HOUSTON (KTRK) -- Astronaut Scott Kelly is scheduled to return home to the Houston area early in the morning, after spending nearly a year in space.
He landed yesterday in Kazakhstan and is now on a plane home, which is due to land at Ellington Field around 1:50am. He will be greeted by friends, family and dignitaries including NASA administrator Charles Bolden and Dr. Jill Biden.
WATCH NASA TV LIVE: Astronaut Scott Kelly expected to return to Houston around midnight
After 340 days cooped up in the confines of the International Space Station, one of the first things Scott Kelly wanted to talk about after landing back on Earth was the weather. It's something he told us before leaving Earth that he knew he would miss.
"The cold air. Fresh air. The air. I don't mean to say it's not fresh on the station, but it's -- there's nothing like new cold air coming into the capsule," said Kelly during an interview shortly after landing.
Kelly now holds the record for the astronaut who has spent the longest amount of time in space. The mission was designed to test how the human body reacts to longer term stresses of space and weightlessness. He tells NASA it was bittersweet leaving leave the station. He missed his friends and loved ones at home.
Recently he called friend Allen Flores and left this voice mail for him saying: "Hey you shouldn't be screening your calls when it's space calling!! Hey it's Scott."
Flores keeps the voicemail as a sort of momento. He says Scott called him every week or two from space just to check in.
"Yeah that is very cool. Scott's a really humble and modest guy, asking more about our world, instead of thinking how important his mission is up there," Flores said.
Kellly's friends say they are excited to hear Scott's stories about his time in space.
"It feels like the other day for us. But for him it's been a long time, but it's great that he made it back safe," said friend Robert Tijerina.
Tijerina says it was good to see Kelly exit the capsule after landing. Kelly is being watched closely during his first 24 hour hours by a NASA flight surgeon.

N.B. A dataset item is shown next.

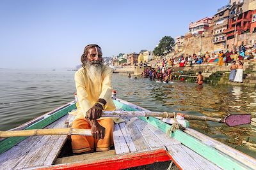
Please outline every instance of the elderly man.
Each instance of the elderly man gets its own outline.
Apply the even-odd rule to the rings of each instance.
[[[78,97],[77,115],[73,128],[91,129],[93,136],[72,135],[74,153],[106,151],[113,146],[113,121],[100,118],[102,110],[114,110],[111,98],[112,69],[102,64],[97,45],[85,46],[81,57],[83,67],[75,74]]]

Experts say spending so long in microgravity can effect balance, cause vertigo and vomiting.
Former NASA flight surgeon Sam Strauss says he does not expect Kellly to have too many problems adjusting to gravity again, because of his prior flight experience and training.
Strauss says the absence of gravity actually would have made Kelly about an inch taller while on orbit because it allows the spinal ligaments to stretch. Upon his return however, he says, gravity would take over and Kelly would return to his normal pre-flight height.
Interestingly some believe Kelly now to be "younger" by about 1/100th of a second, Strauss says. Under the rules of relativity if the space station is orbiting at 7,500 miles per hour he would age more slowly than those of us on the Earth's surface.